On the fan side, statistic enthusiasts have a slew of websites they can visit to see breakdowns of their favorite players and slices and dices of specific games and plays.

“We take that data and organize it to make it understandable to average people. We can see how pitchers performance has changed in a certain game. Or pull up a map of what an umpire’s strike/ball calls are and see the strike zone’s shape and size,” says Dan Brooks, founder and lead developer of, a website that makes sports statistics digestible for sports fans.

3. Data From Wearable Technologies

Many technology vendors are trying to get into the wearable technology market, given the interest in devices like Google Glass and fitness trackers.

Adidas has a system called miCoach that works by having players attach a wearable device to their jerseys. Data from the device shows the coach who the top performers are and who needs rest. It also provides real-time stats on each player, such as speed, heart rate and acceleration.

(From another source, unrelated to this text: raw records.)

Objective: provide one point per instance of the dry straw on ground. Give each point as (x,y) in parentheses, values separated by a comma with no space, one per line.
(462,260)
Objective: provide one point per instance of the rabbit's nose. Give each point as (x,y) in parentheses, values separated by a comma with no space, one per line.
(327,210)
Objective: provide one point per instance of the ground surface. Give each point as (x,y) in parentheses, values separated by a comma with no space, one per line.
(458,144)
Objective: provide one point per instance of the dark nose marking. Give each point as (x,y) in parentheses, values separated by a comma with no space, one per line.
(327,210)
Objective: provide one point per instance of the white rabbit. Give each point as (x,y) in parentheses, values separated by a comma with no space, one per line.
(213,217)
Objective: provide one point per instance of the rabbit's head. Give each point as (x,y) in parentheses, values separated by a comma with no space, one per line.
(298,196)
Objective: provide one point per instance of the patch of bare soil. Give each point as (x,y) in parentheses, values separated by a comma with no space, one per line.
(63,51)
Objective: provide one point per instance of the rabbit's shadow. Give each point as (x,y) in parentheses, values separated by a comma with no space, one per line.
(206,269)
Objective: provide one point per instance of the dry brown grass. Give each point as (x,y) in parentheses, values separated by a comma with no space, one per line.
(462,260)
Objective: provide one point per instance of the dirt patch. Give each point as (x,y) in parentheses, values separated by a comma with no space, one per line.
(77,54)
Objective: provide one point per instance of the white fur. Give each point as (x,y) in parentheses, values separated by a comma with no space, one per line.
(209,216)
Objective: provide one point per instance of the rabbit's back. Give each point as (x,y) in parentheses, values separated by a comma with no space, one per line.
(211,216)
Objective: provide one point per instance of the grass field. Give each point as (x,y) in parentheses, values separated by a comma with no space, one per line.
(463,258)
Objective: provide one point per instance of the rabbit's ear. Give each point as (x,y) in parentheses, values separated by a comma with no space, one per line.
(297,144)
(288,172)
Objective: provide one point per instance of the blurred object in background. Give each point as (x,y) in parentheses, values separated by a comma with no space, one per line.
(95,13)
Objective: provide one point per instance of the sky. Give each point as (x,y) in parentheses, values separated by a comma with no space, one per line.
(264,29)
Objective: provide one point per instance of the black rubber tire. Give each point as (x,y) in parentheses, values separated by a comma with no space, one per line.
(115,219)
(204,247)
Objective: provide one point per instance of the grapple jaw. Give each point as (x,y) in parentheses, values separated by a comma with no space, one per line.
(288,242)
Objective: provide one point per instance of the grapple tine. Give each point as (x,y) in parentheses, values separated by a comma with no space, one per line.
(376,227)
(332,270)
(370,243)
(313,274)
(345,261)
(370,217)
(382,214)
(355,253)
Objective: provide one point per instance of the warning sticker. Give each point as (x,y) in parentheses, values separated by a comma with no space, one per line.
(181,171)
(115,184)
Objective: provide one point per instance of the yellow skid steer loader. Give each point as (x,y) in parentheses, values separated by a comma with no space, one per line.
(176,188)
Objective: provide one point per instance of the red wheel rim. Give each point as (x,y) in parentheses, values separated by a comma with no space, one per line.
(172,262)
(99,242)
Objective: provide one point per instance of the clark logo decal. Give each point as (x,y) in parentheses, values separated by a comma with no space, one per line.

That kind of real-time data could help trainers and physicians plan for better training and conditioning. Matt Hasselbeck, a quarterback for the Indianapolis Colts, says he’s in favor of technology that helps with player safety. “[By]checking hydration levels or tracking hits to the head, we could start collecting that data now to make sports safer.”

4. Live on the Field Data Collection

Currently, lots of data is collected manually during games and sports competitions. But much of the live data moves so fast that it’s a moment lost in time. One company trying to log more of the live data is Zebra Technologies. The company makes RFID tags, as part of their MotionWorks Sports Solution, that attach to equipment, balls and players to track movement, distance and speed. The tags blink 25 times per second and deliver data in 120 milliseconds. Another company, SportVU has six cameras in each NBA arena that collect data on the movements on every player and movements of the basketball 25x per second.

5. Predictive Insight Into Fan Preferences

Analytics can advance the sports fans’ experience as teams and ticket vendors compete with the at-home experience — the better they know their fans, the better they can cater to them.”It’s about knowing when a fan is interested in an opposing team coming to town or whether a 4 p.m. game is not too late for them. It’s about hitting them with that communication when they are in the decision mindset and giving season ticket holders more incentive to keep coming and retain their tickets,” says John Forese, senior vice president and general manager of LiveAnalytics, a LiveNation data, analytics and research company.

6. Influence Coaching Decisions

Data analysts could help deliver the most important data sets to coaches for better results on the field. Brian Burke, founder of the website Advanced NFL Stats, says data could help coaches and players make more informed decisions that could decide wins and losses.

“In football, the low hanging fruit in analytics is in coaches’ decision making. Things like punting on 4th and 1 used to make sense but maybe not anymore,” Burke says. “Offenses are better and it’s easier to get 2 point conversions.”

The future of sports with big data is a bright one indeed. As the technology improves and more experts enter the field, teams will only become more adept at interpreting and using data to become more successful. The level of competition will increase, and more excitement will result. In the end, everyone involved, from the teams to the players to the fans, will benefit.